GOLD climbed for a second day today as investors sought a safe place to park cash due to uncertainty about Europe’s debt woes and the pace of growth in China and the US.
The most actively traded gold contract, for August delivery, settled up $US16.50, or 1.1 per cent, at $US1529.20 a troy ounce on the Comex division of the New York Mercantile Exchange. Thinly traded July delivery gold rose $US16.40, or 1.1 per cent, to $US1528.70 an ounce.
Investors sought safe-haven assets such as gold and the US dollar after Moody’s Investors Service yesterday downgraded Portugal’s sovereign-debt rating to junk status.
Some investors buy gold on the belief that it holds its value better than other assets during economic turmoil, and worries about the European Union’s ability to manage member state debt levels have helped push gold to record highs during the last year.
Investors are likely “selling European assets and buying the dollar and gold,” said Michael Smith, president of T&K Futures and Options. “When you get days like today when you see gold and the US dollar up, that makes you think there’s a lot of fear in the market.”

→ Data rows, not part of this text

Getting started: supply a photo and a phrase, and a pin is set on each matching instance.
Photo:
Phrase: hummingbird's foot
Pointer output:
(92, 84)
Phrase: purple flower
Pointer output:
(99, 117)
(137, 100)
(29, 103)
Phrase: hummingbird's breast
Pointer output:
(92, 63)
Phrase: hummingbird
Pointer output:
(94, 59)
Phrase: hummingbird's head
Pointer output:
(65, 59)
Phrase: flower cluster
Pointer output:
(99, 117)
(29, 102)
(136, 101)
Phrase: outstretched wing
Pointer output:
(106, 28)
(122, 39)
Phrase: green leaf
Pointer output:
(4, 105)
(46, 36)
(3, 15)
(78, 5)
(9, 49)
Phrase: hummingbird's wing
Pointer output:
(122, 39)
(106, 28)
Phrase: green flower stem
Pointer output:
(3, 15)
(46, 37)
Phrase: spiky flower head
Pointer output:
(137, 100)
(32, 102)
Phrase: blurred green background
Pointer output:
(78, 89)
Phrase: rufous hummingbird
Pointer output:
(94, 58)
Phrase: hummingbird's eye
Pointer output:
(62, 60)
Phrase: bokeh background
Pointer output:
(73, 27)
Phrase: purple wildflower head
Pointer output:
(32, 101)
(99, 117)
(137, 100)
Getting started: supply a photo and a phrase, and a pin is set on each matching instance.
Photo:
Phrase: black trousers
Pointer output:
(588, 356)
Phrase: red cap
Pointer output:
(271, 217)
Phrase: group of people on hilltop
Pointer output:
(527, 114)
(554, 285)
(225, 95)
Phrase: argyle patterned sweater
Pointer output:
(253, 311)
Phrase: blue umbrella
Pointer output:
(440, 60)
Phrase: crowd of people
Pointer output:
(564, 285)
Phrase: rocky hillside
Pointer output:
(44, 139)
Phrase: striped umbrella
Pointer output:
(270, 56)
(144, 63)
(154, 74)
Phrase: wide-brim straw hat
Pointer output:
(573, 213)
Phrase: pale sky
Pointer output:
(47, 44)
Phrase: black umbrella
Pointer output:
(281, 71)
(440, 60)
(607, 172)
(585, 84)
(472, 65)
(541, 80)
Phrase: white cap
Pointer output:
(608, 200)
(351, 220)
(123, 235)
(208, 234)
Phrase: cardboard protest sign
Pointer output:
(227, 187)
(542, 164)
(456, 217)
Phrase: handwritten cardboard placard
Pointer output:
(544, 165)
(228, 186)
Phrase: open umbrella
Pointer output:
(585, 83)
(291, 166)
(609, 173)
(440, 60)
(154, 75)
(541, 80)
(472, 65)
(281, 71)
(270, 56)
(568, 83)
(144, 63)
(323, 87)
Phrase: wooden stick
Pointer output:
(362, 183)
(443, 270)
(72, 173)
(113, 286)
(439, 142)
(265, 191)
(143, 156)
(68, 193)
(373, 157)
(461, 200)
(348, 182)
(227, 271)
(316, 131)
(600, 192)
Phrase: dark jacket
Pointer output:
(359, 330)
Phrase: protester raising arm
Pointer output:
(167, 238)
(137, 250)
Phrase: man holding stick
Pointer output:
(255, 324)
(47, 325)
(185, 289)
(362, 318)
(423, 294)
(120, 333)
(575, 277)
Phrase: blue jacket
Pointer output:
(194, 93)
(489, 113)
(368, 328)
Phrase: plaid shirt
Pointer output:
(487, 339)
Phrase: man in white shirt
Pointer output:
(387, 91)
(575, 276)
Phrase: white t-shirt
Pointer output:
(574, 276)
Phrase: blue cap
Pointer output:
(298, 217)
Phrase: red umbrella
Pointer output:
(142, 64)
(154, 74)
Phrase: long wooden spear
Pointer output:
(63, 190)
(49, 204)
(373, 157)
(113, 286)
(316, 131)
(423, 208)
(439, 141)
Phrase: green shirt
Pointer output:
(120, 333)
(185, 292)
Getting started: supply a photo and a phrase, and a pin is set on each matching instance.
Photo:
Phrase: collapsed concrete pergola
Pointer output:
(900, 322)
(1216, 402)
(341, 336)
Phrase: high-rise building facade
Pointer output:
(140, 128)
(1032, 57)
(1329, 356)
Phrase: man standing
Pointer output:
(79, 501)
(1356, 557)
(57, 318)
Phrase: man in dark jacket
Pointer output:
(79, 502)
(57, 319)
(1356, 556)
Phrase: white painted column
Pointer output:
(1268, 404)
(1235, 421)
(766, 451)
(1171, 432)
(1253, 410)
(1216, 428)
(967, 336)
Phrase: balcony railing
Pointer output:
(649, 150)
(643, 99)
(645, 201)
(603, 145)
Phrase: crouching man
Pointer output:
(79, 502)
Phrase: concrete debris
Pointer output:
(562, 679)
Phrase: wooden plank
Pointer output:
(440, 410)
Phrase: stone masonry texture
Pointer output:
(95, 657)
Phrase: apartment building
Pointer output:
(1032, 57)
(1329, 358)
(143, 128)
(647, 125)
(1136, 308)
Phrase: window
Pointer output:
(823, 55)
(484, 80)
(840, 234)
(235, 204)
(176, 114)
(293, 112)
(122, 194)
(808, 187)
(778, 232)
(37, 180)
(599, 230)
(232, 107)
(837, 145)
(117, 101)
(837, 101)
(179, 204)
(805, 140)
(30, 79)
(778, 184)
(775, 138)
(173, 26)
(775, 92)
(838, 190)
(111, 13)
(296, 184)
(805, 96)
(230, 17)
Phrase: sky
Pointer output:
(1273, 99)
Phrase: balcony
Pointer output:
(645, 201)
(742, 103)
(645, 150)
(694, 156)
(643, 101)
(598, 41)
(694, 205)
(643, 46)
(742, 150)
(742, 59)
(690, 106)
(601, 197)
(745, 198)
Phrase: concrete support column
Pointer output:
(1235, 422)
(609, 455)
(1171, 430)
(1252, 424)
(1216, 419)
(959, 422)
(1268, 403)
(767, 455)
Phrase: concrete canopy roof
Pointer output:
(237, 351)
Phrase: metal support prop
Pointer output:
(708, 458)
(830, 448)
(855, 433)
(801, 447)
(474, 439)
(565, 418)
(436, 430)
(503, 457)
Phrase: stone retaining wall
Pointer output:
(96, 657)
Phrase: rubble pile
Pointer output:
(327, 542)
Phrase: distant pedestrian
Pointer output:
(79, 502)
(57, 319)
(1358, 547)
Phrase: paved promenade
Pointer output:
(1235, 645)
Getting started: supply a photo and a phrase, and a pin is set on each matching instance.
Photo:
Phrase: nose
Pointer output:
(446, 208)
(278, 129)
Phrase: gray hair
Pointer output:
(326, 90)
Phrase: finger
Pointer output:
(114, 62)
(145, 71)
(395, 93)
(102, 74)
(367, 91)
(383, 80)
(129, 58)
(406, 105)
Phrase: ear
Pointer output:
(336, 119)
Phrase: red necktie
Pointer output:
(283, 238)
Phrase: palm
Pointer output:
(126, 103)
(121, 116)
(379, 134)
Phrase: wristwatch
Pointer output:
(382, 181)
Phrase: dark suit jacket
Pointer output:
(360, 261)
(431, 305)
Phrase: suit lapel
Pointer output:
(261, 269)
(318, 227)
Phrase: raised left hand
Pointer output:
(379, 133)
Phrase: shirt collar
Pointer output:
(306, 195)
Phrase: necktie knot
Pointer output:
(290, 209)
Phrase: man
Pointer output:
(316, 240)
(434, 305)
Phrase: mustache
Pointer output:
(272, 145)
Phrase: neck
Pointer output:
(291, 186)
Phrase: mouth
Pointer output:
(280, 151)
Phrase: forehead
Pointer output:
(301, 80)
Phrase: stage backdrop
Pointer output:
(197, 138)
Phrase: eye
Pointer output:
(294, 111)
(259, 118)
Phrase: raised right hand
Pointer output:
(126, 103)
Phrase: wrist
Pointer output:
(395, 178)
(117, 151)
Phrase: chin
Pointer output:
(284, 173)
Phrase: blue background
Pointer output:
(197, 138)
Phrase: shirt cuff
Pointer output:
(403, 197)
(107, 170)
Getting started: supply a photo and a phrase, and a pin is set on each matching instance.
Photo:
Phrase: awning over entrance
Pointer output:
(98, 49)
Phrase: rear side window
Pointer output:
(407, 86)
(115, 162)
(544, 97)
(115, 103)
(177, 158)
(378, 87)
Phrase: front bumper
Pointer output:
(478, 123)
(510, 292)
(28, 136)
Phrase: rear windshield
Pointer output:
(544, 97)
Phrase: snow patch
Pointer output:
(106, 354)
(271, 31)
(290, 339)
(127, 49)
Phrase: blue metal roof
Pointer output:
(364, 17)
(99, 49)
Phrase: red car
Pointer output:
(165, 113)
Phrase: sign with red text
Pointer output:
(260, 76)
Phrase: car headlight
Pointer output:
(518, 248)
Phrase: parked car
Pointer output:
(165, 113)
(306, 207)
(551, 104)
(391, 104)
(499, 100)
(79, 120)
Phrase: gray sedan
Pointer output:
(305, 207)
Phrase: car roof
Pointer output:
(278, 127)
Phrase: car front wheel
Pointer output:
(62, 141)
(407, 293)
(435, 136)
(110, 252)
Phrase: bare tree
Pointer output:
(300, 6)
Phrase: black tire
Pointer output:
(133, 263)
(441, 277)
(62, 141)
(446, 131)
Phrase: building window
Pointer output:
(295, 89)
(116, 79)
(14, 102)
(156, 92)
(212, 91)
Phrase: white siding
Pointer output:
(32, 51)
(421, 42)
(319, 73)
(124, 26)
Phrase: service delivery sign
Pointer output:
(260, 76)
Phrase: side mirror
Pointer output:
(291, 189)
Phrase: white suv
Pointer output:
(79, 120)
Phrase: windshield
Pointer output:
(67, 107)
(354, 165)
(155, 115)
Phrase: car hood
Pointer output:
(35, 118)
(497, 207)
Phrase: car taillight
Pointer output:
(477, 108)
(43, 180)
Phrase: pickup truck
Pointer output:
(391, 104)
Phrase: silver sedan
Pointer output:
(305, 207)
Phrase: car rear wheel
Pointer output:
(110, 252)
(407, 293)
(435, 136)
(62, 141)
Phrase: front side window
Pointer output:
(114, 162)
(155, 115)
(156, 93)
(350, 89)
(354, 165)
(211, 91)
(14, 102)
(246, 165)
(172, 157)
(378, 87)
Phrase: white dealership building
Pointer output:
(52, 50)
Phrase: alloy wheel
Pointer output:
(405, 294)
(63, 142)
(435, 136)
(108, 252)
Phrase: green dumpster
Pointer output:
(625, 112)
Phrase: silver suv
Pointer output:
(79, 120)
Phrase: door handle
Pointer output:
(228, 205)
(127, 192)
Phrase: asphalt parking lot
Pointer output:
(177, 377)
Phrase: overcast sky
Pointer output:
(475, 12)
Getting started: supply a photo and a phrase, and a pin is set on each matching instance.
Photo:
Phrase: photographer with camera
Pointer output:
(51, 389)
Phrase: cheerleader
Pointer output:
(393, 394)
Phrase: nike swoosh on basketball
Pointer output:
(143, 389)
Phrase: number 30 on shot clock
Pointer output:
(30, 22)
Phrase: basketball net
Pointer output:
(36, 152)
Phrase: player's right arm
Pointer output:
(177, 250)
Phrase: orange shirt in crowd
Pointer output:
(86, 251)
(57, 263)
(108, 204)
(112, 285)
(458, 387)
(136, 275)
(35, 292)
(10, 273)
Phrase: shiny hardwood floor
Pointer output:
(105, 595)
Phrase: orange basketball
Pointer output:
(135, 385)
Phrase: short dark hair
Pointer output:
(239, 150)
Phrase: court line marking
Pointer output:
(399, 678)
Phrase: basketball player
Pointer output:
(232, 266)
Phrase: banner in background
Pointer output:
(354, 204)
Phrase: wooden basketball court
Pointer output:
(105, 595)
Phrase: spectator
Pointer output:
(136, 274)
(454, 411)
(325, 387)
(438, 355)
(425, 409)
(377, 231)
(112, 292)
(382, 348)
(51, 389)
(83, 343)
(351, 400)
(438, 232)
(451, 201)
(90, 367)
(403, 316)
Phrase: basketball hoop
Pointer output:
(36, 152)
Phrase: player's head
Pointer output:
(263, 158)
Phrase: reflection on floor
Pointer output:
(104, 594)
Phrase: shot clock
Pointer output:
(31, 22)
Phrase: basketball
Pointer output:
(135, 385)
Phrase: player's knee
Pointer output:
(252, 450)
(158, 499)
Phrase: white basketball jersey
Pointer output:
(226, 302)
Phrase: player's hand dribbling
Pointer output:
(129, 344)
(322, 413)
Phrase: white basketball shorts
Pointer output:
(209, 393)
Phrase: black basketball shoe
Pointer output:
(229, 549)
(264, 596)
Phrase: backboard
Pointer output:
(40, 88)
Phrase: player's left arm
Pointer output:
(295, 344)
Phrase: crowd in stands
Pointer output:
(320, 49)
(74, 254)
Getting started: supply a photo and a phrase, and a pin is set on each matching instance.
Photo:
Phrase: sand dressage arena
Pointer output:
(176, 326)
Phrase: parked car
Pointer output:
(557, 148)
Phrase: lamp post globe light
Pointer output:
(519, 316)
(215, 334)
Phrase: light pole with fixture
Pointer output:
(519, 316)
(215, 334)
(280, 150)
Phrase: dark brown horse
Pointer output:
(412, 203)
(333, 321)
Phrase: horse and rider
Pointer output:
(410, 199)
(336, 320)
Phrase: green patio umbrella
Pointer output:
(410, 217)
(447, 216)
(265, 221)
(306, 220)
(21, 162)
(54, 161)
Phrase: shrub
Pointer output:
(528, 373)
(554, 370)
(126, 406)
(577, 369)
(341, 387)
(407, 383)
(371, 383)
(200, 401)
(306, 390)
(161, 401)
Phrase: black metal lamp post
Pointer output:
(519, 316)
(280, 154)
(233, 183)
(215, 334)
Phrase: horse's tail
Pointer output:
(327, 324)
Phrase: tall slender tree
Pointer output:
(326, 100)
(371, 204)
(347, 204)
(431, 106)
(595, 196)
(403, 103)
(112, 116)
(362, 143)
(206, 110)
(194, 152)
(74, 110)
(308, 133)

Gold, like other US dollar-denominated commodities, tends to move inversely to the greenback, as a falling US currency makes the futures cheaper for market participants using other currencies. But both safe-harbour assets can rise in tandem when investors are wary of the outlook for other assets.
The ICE US Dollar Index, which tracks the currency against those of some major US trading partners, was at 75.072 at the close of Comex floor trading, up from 74.649 late in the previous New York session.
Also, China’s central bank announced last night its third interest-rate increase this year.
China’s government has been struggling for much of the last year to keep the country’s rapidly growing economy from overheating, raising concerns that tighter credit conditions could hit economic activity in one of the world’s major growth engines and rattle markets.
Metals traders are also looking ahead to tonight’s monthly monetary policy announcement from the European Central Bank and tomorrow night’s US unemployment report.
Silver also rose, building yesterday’s surge of more than 5 per cent as the metal benefited from investors’ flight to safety. September-delivery silver rose US50.6 cents, or 1.4 per cent, to $US35.916 a troy ounce.
Platinum and palladium, demand for which is driven by the auto industry, fell today on a cautious outlook for global growth. Platinum for October delivery fell 0.5 per cent, to $US1733.40 a troy ounce. Palladium for September delivery ended down 0.3 per cent, to $US773.20 an ounce.